The problem is that there are a few minor but backwards-incompatible changes to the syntax in py3. Libraries can't update until all their dependencies update. And web frameworks are some of the most complex software with the most dependencies, so they're updating last.

It's still pretty much the same language behaving in the same way, though. If you know Python 2 really well, it'll take all of five minutes to get accustomed to Python 3. Just don't worry about it and learn 2 until people stop telling you otherwise. :)


"Don't worry, migration from Python 2 to 3 is really easy. It'll take 5 minutes to learn."

"Migration for libraries from Python 2 to 3 is really hard. It's taken them a few years and counting."

??


Right. Learning Python 3, once you know 2, is really easy.

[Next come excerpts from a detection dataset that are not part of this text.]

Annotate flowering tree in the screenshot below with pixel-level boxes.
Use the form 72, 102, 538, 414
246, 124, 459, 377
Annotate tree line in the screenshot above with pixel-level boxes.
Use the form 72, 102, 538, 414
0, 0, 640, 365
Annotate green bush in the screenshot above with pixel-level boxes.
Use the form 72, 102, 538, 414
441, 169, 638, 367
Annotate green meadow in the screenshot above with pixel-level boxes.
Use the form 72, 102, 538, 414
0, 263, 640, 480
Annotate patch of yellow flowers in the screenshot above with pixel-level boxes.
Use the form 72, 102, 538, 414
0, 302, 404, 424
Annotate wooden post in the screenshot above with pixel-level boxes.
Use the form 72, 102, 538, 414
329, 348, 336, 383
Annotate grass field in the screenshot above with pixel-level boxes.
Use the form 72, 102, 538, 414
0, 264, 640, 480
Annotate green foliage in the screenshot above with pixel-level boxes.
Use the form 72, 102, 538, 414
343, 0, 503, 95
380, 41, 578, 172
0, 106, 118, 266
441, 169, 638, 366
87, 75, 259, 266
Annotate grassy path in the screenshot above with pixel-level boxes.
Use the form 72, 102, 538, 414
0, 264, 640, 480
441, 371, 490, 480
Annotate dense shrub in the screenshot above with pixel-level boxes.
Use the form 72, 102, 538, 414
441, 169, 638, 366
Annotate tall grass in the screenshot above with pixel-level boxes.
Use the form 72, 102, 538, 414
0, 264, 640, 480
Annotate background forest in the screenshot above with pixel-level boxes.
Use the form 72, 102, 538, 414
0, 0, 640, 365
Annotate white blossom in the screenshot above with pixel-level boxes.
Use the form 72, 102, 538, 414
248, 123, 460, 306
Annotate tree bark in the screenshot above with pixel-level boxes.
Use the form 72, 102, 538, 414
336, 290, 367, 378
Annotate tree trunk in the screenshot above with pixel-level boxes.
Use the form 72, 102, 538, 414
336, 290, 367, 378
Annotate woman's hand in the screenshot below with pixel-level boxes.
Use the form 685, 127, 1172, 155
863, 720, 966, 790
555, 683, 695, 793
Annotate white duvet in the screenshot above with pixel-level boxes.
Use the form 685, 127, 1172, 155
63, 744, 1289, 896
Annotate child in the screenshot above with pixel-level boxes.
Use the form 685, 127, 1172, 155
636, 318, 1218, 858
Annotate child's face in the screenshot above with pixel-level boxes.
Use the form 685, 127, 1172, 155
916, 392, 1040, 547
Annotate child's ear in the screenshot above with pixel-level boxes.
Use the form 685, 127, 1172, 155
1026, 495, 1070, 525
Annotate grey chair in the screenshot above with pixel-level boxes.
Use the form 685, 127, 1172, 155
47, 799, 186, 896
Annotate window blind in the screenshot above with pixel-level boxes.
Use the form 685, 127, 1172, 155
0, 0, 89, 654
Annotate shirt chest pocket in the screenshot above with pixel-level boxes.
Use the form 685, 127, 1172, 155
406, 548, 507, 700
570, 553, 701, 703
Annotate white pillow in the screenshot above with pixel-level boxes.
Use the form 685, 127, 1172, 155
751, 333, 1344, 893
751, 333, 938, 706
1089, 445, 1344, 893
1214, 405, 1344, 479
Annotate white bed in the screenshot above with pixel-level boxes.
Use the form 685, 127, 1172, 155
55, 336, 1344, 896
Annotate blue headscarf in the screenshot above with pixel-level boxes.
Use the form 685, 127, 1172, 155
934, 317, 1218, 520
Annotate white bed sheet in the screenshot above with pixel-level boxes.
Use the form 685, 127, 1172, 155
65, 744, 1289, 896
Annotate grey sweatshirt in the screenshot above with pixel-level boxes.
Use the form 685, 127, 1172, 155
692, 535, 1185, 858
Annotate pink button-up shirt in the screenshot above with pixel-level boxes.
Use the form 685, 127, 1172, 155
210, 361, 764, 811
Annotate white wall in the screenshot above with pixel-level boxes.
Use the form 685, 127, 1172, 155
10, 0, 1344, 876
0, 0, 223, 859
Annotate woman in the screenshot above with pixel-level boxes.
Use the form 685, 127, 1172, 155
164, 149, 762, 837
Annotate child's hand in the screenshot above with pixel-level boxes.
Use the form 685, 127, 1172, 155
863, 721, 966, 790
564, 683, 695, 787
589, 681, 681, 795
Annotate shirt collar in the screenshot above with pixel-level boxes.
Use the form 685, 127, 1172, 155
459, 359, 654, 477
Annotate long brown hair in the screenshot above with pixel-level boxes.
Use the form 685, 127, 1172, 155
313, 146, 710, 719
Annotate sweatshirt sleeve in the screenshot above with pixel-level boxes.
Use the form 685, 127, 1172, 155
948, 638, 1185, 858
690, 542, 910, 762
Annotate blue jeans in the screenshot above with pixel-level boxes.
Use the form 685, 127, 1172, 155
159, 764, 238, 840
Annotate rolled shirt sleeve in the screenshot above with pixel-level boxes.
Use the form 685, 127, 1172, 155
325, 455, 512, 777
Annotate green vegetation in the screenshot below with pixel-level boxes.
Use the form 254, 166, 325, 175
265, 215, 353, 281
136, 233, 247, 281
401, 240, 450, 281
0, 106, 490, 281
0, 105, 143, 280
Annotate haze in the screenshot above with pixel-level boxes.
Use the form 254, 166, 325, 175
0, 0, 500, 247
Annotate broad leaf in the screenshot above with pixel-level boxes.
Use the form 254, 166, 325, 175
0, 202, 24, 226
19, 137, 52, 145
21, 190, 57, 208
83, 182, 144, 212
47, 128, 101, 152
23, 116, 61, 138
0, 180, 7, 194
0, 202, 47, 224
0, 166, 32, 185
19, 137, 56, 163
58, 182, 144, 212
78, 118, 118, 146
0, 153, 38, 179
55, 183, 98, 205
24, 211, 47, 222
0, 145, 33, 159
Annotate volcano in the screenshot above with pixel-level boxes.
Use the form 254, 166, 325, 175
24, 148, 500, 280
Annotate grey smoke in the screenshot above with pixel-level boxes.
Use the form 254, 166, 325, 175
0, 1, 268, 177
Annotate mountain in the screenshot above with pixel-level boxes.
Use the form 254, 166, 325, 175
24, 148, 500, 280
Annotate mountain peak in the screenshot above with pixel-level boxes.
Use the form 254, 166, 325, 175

Library maintainers have two problems: they have to twiddle their thumbs until all their dependencies have ported, and then they have to get their code running against both 2 and 3. The former is exactly why I'm saying to use 2 for now, and the latter is easy if you only support 2.7 but rather more difficult for projects that still want to run on some archaic thing like 2.3.


Python3 isn't much different from Python2. It's not like you have to re-learn Python when you switch from 2 to 3.

In a nutshell: print() has become a function instead of a statement. The standard library has been made more consistent. Built-in iterators are lazy by default. The two string types (str and unicode) are properly redefined as 'bytes' and 'strings'.


In practice, for MOST developers, the changes between 2 and 3 are minimal. Offhand, print is a function, and there's no distinction between unicode strings and ascii strings anymore. If you do a lot of "low level" networking involving byte strings, you'll notice the difference, because you can't just jump between bytes and strings anymore.

It's this distinction that's delaying a lot of networking related libraries from porting to Python 3 - basically, it's going to be a long, buggy journey. Libraries such as Twisted, have very old codebases - old enough that some of the practices aren't the best, even for Python 2 code. Upgrading it to Python 3 will introduce quite a few breakages.

There's a lot more that I can't think of right now, but I'm sure someone else can cover off other differences.

There's no reason not to learn both - I use Python 3 for a few personal projects, and Python 2 for work.


For the vast majority of projects, upgrading (or working with both PY2 and PY3 at the same time) is not that big of a deal unless the project you're working on is really, really old (2.3 days). At work we run unittests targeting different python versions and the most time I've spent changing a typically 4k loc project's codebase to work on both 2 and 3 has been around 4 hours. The average around 1.


Python 3 is not "really that new" and Python 2.6-2.7 is not "old" in any way.

In fact we have: pre-2.4 (really old, preinstalled on old Redhats), 2.4-2.7, 3.x

Python 3 is curing problem with variable visibility (and if you do not write in "pure" functional way - you will never see this problem) and unicode strings. Other differences is not so "revolutionary".


> (and if you do not write in "pure" functional way - you will never see this problem)

Could you explain this a little more, please?


I assume he's talking about the `nonlocal` keyword introduced in py3, which allows overwriting names defined in outer-but-not-global scopes.


Yes, eevee is right.

I'm talking about http://www.python.org/dev/peps/pep-3104

New keyword nonlocal and ability to have better closures.


> I am concerned that I will learn something and create app's which within a year will be out of date

Don't worry about that. Start with Python 2 and if you ever have to move to Python 3, it will be fairly easy.

The same thing happened in the PHP world during the switch from 3 to 4 and then 4 to 5. The move from Python 2 to 3 will probably be smoother.


The differences between Python 2.7 and 3.x are going to be minimal. You can mostly write Python 3.x style code in 2.7 and still have access to all of the libraries that have not ported their code yet.